Zambia’s Minister of Transport and Communications, Yamfwa Mukanga, says the entry of a fourth mobile operator in the country’s telecom sector is not an issue.
The minister’s comment raises questions as to the seriousness of the Zambian government in bringing the fourth operator in the country in order to force the high tariffs down.
Mukanga said what was needed was for the current players Airtel Zambia, MTN Zambia and Zamtel, to operate efficiently and qualitatively in providing a service to consumers.
“It is not the number of players that reduces tariffs; it is the cost of doing business. If you reduce the cost of doing business, then the tariffs will go down.
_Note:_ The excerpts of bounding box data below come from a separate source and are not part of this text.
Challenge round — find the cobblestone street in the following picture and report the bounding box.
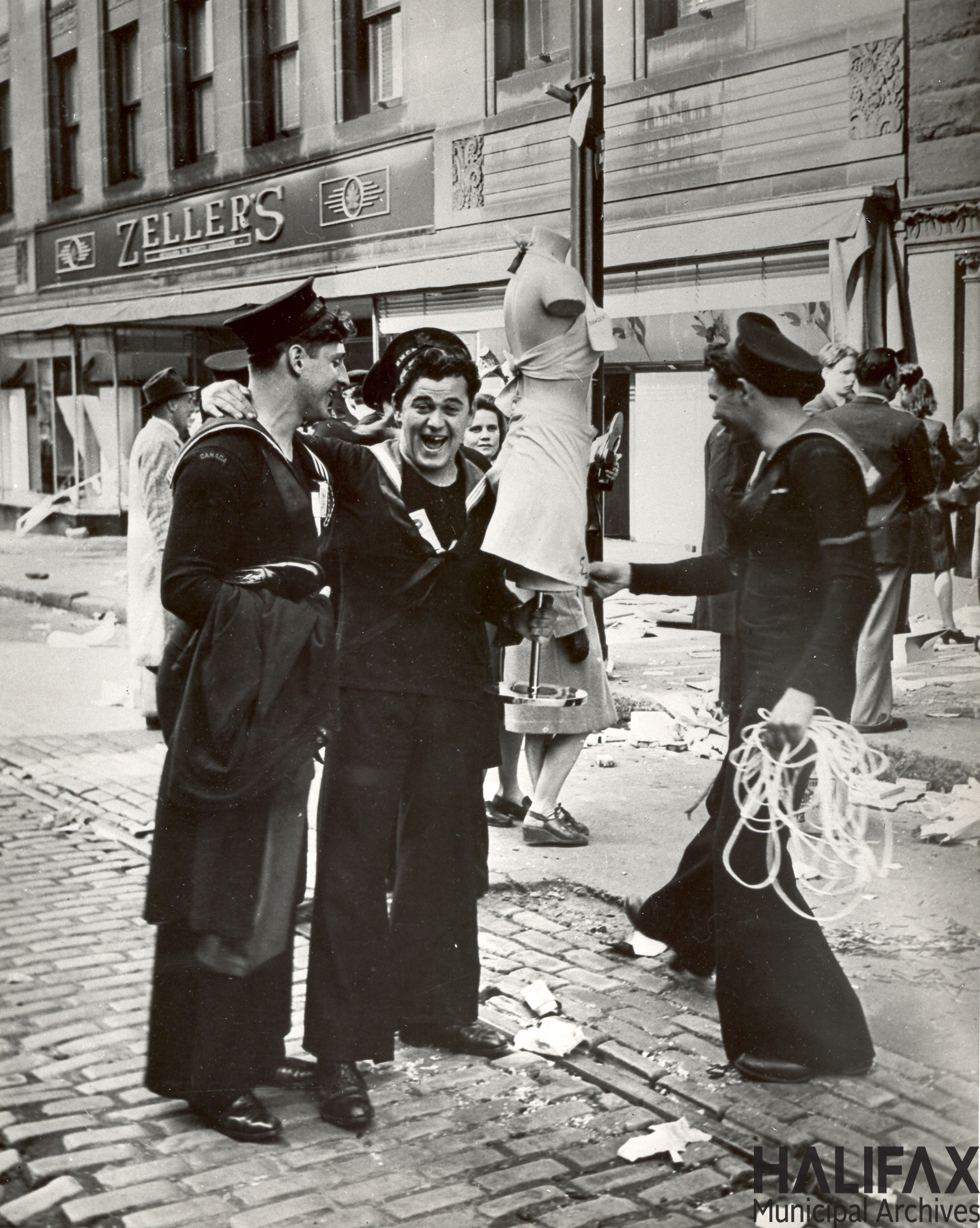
[0,756,976,1228]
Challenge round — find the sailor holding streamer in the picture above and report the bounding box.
[591,313,877,1082]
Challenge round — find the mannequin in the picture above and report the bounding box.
[484,226,615,604]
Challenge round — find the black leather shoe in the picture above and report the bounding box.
[555,628,588,665]
[313,1062,375,1130]
[192,1092,282,1143]
[259,1057,317,1092]
[399,1019,510,1057]
[734,1053,813,1083]
[855,716,909,735]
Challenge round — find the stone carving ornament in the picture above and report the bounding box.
[453,136,483,210]
[848,37,904,141]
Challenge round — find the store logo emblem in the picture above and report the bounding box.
[54,231,96,272]
[319,166,392,226]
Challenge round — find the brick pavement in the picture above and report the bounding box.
[0,761,976,1228]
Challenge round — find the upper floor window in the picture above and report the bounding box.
[340,0,403,119]
[50,50,81,200]
[248,0,300,145]
[644,0,678,38]
[494,0,572,80]
[0,81,14,214]
[173,0,215,166]
[107,21,140,183]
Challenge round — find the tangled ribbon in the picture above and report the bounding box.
[722,709,891,921]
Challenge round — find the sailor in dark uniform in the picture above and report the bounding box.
[205,335,554,1130]
[591,313,876,1082]
[146,282,351,1142]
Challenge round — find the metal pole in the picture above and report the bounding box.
[68,328,79,508]
[569,0,605,658]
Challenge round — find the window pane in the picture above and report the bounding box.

The fourth player might come in and not reduce anything,” Mukanga told the local Post newspaper.
Mukanga said the government’s priority was to firstly roll out the universal access programme before assessing the mobile termination rate (MTR).
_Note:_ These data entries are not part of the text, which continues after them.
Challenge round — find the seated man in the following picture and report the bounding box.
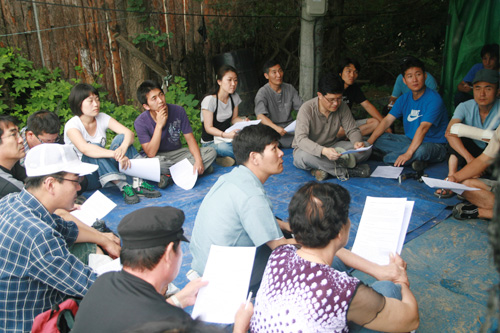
[435,69,500,198]
[447,120,500,220]
[368,58,448,171]
[387,56,438,110]
[0,115,26,199]
[19,110,93,196]
[292,74,371,181]
[71,206,253,333]
[455,44,499,106]
[337,58,383,138]
[134,81,217,188]
[20,110,61,166]
[189,124,294,288]
[188,123,401,295]
[255,59,303,148]
[0,144,119,332]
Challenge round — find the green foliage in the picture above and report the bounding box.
[0,48,140,148]
[165,76,201,146]
[0,48,72,126]
[132,27,173,47]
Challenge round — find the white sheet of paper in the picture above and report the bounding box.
[92,258,122,276]
[224,119,260,133]
[71,191,116,227]
[397,201,415,254]
[285,120,297,133]
[191,245,255,324]
[120,157,161,182]
[422,177,479,194]
[370,166,404,179]
[340,146,372,155]
[170,158,198,190]
[352,197,406,265]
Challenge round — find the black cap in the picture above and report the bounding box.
[118,206,189,249]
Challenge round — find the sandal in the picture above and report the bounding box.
[434,188,455,199]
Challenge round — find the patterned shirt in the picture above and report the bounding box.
[250,245,361,332]
[0,190,97,332]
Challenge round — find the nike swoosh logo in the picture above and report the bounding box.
[407,114,422,122]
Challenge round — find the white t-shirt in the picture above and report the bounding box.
[201,93,241,122]
[64,113,111,159]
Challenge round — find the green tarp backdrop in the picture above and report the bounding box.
[441,0,500,114]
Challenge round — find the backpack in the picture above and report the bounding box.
[31,297,80,333]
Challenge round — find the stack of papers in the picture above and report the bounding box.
[352,197,415,265]
[191,245,256,324]
[170,158,198,191]
[71,191,116,227]
[422,177,480,195]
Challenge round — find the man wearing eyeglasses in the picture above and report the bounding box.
[292,74,370,181]
[0,143,120,332]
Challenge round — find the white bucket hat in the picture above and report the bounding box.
[24,143,98,177]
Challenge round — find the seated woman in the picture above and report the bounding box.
[201,65,248,166]
[250,182,419,332]
[64,83,161,204]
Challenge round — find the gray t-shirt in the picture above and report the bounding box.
[201,93,241,123]
[255,83,303,127]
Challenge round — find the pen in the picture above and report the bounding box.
[245,292,253,310]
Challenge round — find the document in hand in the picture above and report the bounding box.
[352,197,415,265]
[191,245,255,324]
[285,120,297,133]
[71,191,116,227]
[170,158,198,190]
[340,146,372,155]
[224,119,260,133]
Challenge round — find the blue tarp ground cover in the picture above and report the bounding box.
[92,149,457,287]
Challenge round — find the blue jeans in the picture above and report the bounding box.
[201,141,234,158]
[332,257,402,333]
[373,133,446,165]
[82,134,139,191]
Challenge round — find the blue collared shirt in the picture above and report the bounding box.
[0,190,97,332]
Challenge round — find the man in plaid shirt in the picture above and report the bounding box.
[0,144,104,332]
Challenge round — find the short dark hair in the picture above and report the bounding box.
[68,83,99,117]
[120,240,181,271]
[0,114,18,144]
[262,58,280,74]
[400,56,425,77]
[337,58,361,74]
[481,43,498,60]
[24,171,68,189]
[233,124,281,165]
[137,80,163,105]
[26,110,61,135]
[288,182,351,248]
[318,73,344,95]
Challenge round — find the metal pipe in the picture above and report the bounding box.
[31,0,45,67]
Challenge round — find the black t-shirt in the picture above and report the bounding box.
[342,83,366,109]
[0,161,26,199]
[71,271,192,333]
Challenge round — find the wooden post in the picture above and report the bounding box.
[113,34,168,78]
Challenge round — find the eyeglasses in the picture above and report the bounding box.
[54,176,85,184]
[1,131,21,139]
[33,133,61,143]
[323,96,342,104]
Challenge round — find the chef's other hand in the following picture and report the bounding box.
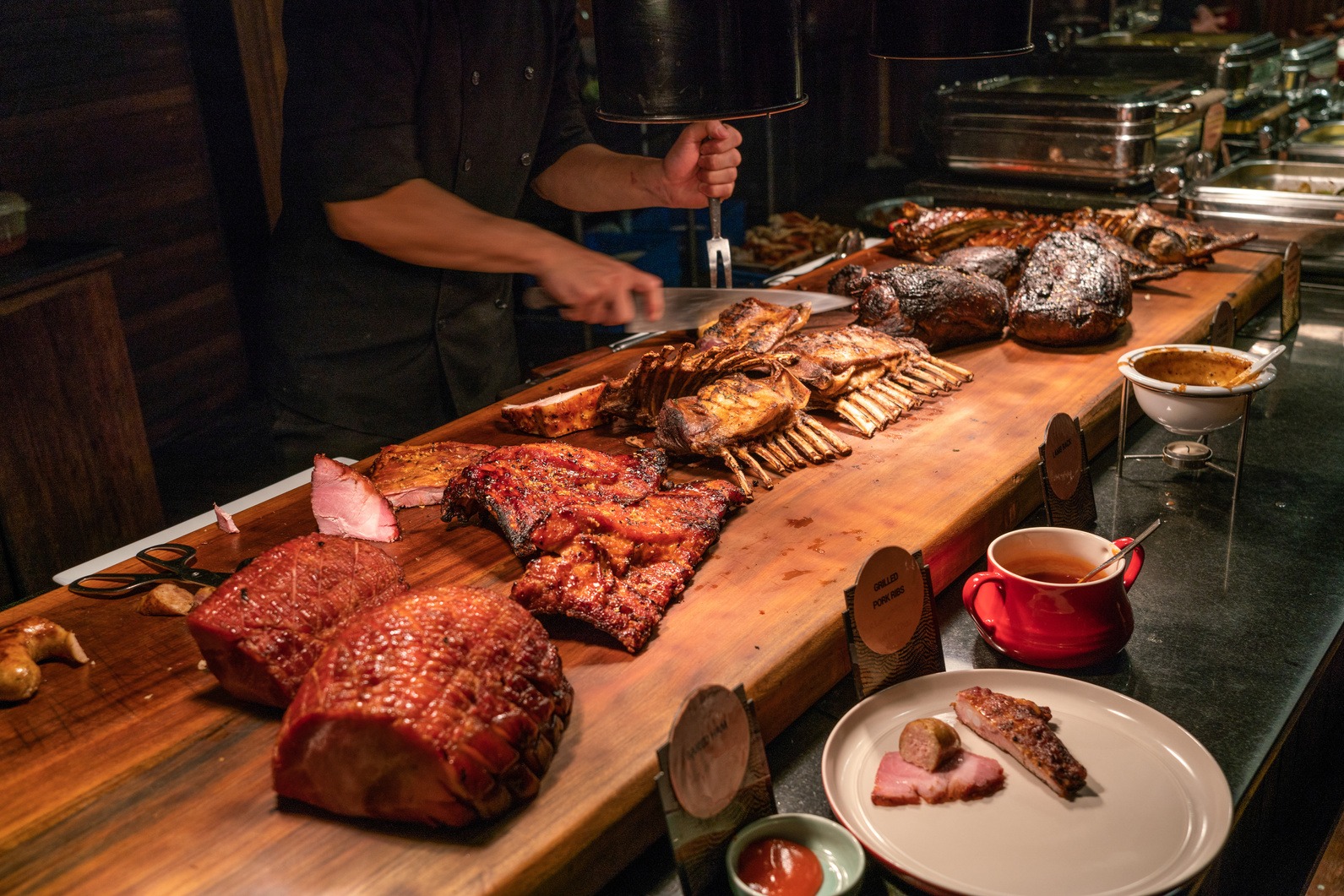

Under the Universal Access Project, the Zambia Information and Communication Technology Authority (ZICTA) will install mobile communication towers in all chiefdoms in order to provide mobile access to people in rural areas that currently do not have coverage.
But the Zambia Consumer Association (ZACA) executive director Muyunda Ililonga said the government should not restrict entry into the market by other players in a competitive economy.
Ililonga said a fourth operator would have a significant impact as that would increase consumer choice. He said the move by government to restrict service providers to only three when there is actually market signal implying that consumers need a fourth player is uncompetitive behaviour.
In a liberalised economy, he said the market should not be restricted so there is need and scope for a fourth player to enter the market.
The move to disallow a fourth player was in a way meant to protect Zamtel. At the time Zamtel was sold to LAP Green, part of the petition of the buyers of LAP Green did not want stiffer competition. The scenario has changed, and Zamtel is competing with the private sector and there is absolutely no reason why you should restrict entry of other mobile phone providers, according to Ililonga.
Ililonga further said a fourth mobile company would potentially operate on a low-tariff basis to attract new customers and to widen consumer choice.